This study is the first to show that the likelihood of persistent arthritis increases with the levels of IgM RF and anti-CCP. We also demonstrate an added predictive value in testing for both biomarkers in patients with very early undifferentiated arthritis. Several studies have assessed anti-CCP and/or RF as predictors of persistent arthritic disease in patients with undifferentiated arthritis [
7,
13,
15-
17] but none of these investigated the influence of antibody level on diagnostic outcome. The association between levels of these serologic markers and outcome also supports the new American College of Rheumatology (ACR)/European League Against Rheumatism (EULAR) classification criteria for RA which provide different points in the classification system according to level of anti-CCP or RF. (Aletaha D,
et al. The 2010 American College of Rheumatology/European League Against Rheumatism Classification Criteria for Rheumatoid Arthritis.
Arthritis Rheum/Ann Rheum Dis 2010, submitted.)
When working with prediction models, the challenge of circularity arises when the predictive factor is a part of diagnostic or classification criteria. Presence of the factor of interest can bias the physician to label or diagnose a patient (for example, rheumatoid factor or anti-CCP and RA) [
13,
25]. This challenge can be overcome by using alternative definitions of the outcome, like persistent joint swelling or erosive disease, which are examples of more objective outcomes in early arthritis patients. Their determination relies solely on the presence of physical features, and therefore is less likely to be biased. Moreover, 17 patients who fulfilled the 1987 ARA criteria for RA at baseline turned out to have self-limiting disease after one year (Table ), which is in line with previous early arthritis studies demonstrating the low specificity of these criteria [
10,
26-
28].
As evidence of the superior specificity and similar sensitivity of anti-CCP as compared to RF as a predictor of an adverse outcome in inflammatory arthritis has increased [
3,
5-
7], the question of whether one should stop testing for RF has been raised [
29]. The overlap between RF and anti-CCP positivity may be greater in established RA (93% in a study of 784 RA patients, mean disease duration 18 years) [
30], than in early arthritis (50 to 80% in different studies) [
5,
7,
31]. In the present study only 58% (37/64) of antibody positive patients with persistent arthritis were positive for both RF and anti-CCP. Testing for both markers increased sensitivity for persistent arthritis from about 30% to 37%. Our results support that each of these antibodies should be evaluated when making risk assessments in early arthritis, especially if the one first tested is negative.

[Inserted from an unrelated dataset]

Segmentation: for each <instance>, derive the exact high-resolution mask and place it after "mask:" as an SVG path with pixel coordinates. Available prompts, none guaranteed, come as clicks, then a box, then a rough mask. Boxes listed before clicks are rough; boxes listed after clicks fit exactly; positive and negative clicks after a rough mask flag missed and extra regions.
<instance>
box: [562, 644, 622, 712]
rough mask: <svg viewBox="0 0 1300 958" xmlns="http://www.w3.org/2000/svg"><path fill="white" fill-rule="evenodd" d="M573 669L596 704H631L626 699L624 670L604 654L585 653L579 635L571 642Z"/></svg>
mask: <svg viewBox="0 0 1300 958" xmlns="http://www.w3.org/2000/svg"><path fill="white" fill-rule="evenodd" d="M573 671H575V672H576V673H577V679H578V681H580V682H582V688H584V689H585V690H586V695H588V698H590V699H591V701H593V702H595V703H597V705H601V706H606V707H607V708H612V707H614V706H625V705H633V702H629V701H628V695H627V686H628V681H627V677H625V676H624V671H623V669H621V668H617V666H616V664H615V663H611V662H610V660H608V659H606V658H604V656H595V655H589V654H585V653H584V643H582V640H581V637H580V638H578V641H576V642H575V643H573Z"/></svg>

We also investigated the benefits and drawbacks of lowering the threshold for defining a positive antibody status. Although lowering the threshold resulted in a rather steep loss of specificity for IgM RF, we found some, but limited, added predictive value of lowering the threshold for anti-CCP positivity to 10 units/ml. This is in line with the findings in a recent study [
18]. We believe that the clinician should be aware of the potential value also of low levels of anti-CCP when evaluating early arthritis patients, but we cannot recommend a change in the current threshold for positivity based on our findings.
Is there a
dose-response relationship between antibody level and likelihood of developing persistent arthritis? Kudo-Tanaka and colleagues reported a higher mean level of anti-CCP2 (Axis-Shield Diagnostics Ltd., Dundee, Scotland, cut-off 4.6 U/ml for positive status) in patients developing RA (167 U/ml) than in patients developing other arthropathies or persistent UA (55 U/ml) in a study of 146 anti-CCP positive UA patients [
32]. A Dutch study of patients with arthralgia demonstrated higher median levels of ACPA and IgM RF in patients developing arthritis than in patients who did not [
33]. Our findings support that patients with very high levels of anti-CCP or rheumatoid factor are more prone to enter a serious disease course than individuals with low positive levels. This study is the first to demonstrate the effect of levels of anti-CCP and IgM RF on the likelihood of persistent disease, although the numbers of patients with a positive antibody status is moderate and the confidence intervals for the point estimates are wide. A dose-response relationship could support the theory of a pathophysiologic role for anti-CCP antibodies in the development of RA and persistent arthritic diseases, but further studies are needed to shed more light on this complex issue. Importantly, our study supports that presence of high antibody levels give more points than low levels in the new ACR/EULAR classification criteria for RA.
We have shown in this and a previous report [
23] that anti-CCP is the most important predictor of an adverse outcome in early arthritis. However, as most patients who developed persistent disease were antibody negative, it is important to bear in mind that early referral and assessment is needed in all patients with significant inflammatory arthritis.